Question

A face wash advertises that 85% of users will have clearer skin after using the wash for two weeks.

(a) Suppose 10 people use the wash according to the instructions. What is the probability that exactly 8 of them have clearer skin after two weeks?

b) Suppose 10 people use the wash according to the instructions. What is the probability that at least 8 of them have clearer skin after two weeks?

Answer 1

Answer 2

To solve both parts of the question, we will use the binomial probability formula:

P(X = k) = C(n, k) * p^k * (1 - p)^(n - k)

where: P(X = k) is the probability of getting exactly k successes, n is the number of trials (in this case, the number of people using the wash), k is the number of successes we want (clearer skin), p is the probability of success on a single trial (probability of having clearer skin), and C(n, k) is the number of combinations of n things taken k at a time.

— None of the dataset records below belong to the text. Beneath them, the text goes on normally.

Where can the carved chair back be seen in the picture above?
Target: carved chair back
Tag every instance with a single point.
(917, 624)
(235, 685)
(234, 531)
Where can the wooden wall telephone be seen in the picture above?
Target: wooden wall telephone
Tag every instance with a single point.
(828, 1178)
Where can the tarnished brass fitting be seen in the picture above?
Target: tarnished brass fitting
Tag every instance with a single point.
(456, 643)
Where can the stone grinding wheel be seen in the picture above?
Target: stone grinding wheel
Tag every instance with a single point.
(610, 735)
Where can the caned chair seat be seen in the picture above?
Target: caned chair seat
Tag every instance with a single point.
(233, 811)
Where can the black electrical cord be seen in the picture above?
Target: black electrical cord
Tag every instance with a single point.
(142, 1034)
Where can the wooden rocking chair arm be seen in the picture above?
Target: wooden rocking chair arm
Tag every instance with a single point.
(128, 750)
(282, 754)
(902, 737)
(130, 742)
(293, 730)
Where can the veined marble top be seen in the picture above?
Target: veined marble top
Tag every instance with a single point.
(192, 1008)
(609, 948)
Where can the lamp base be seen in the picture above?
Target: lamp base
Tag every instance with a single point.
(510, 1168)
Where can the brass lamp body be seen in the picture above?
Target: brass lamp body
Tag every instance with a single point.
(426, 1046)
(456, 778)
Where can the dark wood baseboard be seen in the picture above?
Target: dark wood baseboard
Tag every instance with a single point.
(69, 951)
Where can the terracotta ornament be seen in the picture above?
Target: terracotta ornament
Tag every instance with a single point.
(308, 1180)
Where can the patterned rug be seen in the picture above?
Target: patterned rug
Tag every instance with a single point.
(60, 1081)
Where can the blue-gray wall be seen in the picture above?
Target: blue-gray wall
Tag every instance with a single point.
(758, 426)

(a) Probability of exactly 8 people having clearer skin after two weeks:

n = 10 (number of people using the wash) k = 8 (number of people having clearer skin) p = 0.85 (probability of having clearer skin according to the advertisement)

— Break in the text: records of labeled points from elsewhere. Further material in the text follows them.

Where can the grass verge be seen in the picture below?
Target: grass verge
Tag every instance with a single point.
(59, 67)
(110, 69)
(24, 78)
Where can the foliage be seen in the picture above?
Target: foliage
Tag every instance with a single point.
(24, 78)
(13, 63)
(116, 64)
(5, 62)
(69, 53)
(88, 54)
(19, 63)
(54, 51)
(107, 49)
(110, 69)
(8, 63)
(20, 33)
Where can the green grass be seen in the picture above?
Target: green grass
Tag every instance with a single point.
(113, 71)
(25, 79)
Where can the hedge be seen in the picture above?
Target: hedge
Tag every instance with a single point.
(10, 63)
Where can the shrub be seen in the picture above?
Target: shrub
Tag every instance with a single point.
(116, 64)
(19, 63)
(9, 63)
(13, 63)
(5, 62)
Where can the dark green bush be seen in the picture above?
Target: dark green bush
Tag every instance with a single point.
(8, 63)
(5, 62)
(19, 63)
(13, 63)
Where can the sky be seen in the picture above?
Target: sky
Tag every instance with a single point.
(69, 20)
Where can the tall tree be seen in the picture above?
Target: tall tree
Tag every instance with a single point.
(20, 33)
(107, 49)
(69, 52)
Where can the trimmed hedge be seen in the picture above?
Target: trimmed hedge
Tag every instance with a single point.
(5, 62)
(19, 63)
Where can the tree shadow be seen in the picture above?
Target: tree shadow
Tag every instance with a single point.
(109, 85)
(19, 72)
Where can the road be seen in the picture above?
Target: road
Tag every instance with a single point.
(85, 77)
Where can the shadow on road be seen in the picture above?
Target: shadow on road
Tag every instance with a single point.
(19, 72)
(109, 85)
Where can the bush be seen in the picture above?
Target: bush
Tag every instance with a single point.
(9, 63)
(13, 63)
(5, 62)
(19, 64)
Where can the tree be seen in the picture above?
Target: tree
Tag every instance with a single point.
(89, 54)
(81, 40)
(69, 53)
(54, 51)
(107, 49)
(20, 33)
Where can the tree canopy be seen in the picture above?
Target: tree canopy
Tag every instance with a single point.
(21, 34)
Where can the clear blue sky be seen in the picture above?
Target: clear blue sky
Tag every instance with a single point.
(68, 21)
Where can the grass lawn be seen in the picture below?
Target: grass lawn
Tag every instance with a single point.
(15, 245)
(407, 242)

P(X = 8) = C(10, 8) * 0.85^8 * (1 - 0.85)^(10 - 8)

C(10, 8) = 10! / (8! * (10-8)!) = 45

P(X = 8) = 45 * 0.85^8 * 0.15^2 P(X = 8) ≈ 0.3118 (rounded to four decimal places)

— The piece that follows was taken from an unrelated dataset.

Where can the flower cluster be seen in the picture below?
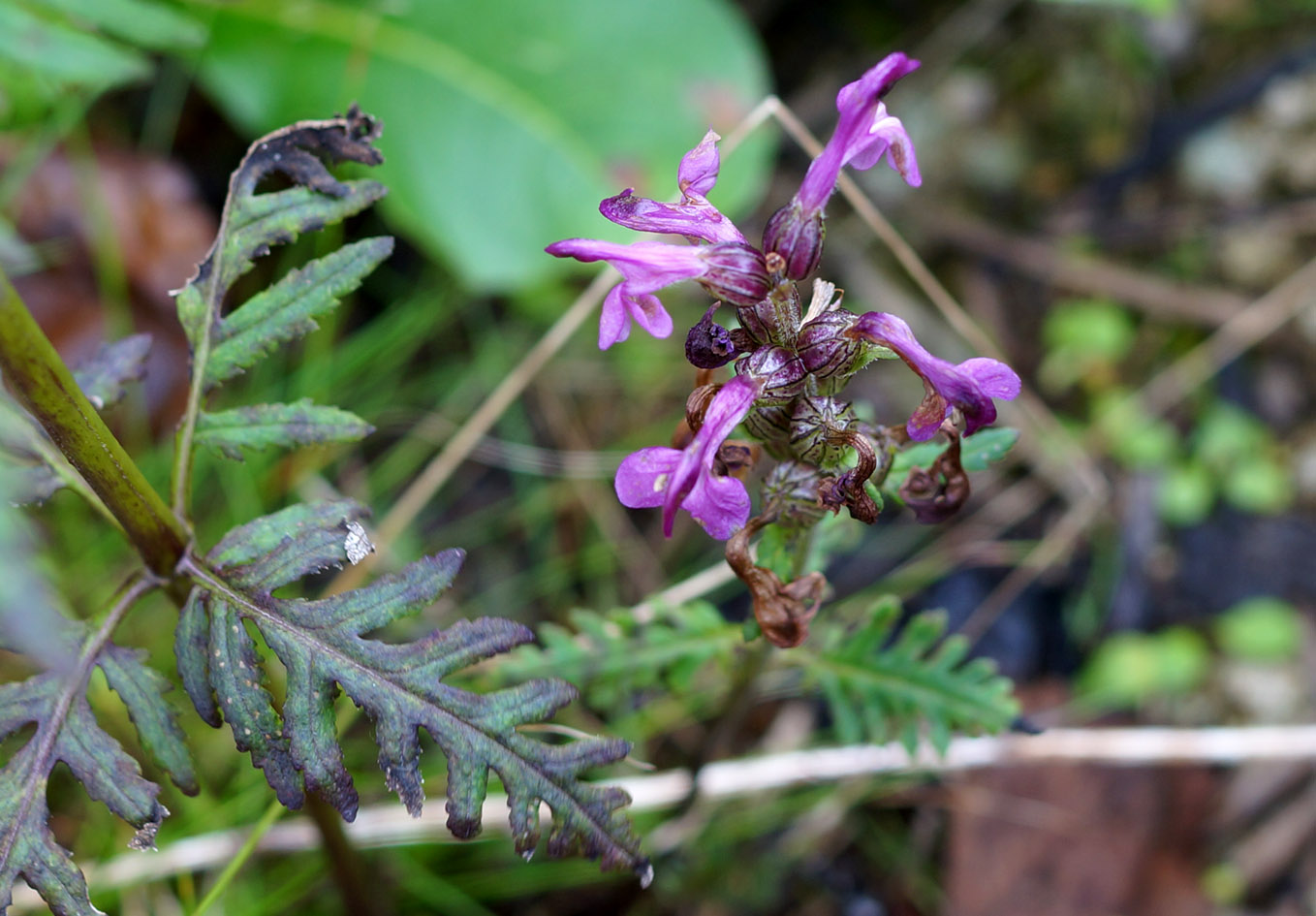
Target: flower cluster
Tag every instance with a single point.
(790, 360)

So, the probability that exactly 8 out of 10 people will have clearer skin after two weeks is approximately 0.3118.

(b) Probability of at least 8 people having clearer skin after two weeks:

To find this probability, we need to sum up the probabilities of getting 8, 9, or 10 successes:

P(X ≥ 8) = P(X = 8) + P(X = 9) + P(X = 10)

We have already calculated P(X = 8) in part (a).

P(X = 9) = C(10, 9) * 0.85^9 * 0.15^1 C(10, 9) = 10! / (9! * (10-9)!) = 10 P(X = 9) = 10 * 0.85^9 * 0.15^1 ≈ 0.3677

P(X = 10) = C(10, 10) * 0.85^10 * 0.15^0 C(10, 10) = 1 P(X = 10) = 1 * 0.85^10 * 0.15^0 ≈ 0.3277

P(X ≥ 8) ≈ 0.3118 + 0.3677 + 0.3277 ≈ 1.0072

Since probabilities cannot exceed 1, the final answer is 1 (100%).

So, the probability that at least 8 out of 10 people will have clearer skin after two weeks is 100%.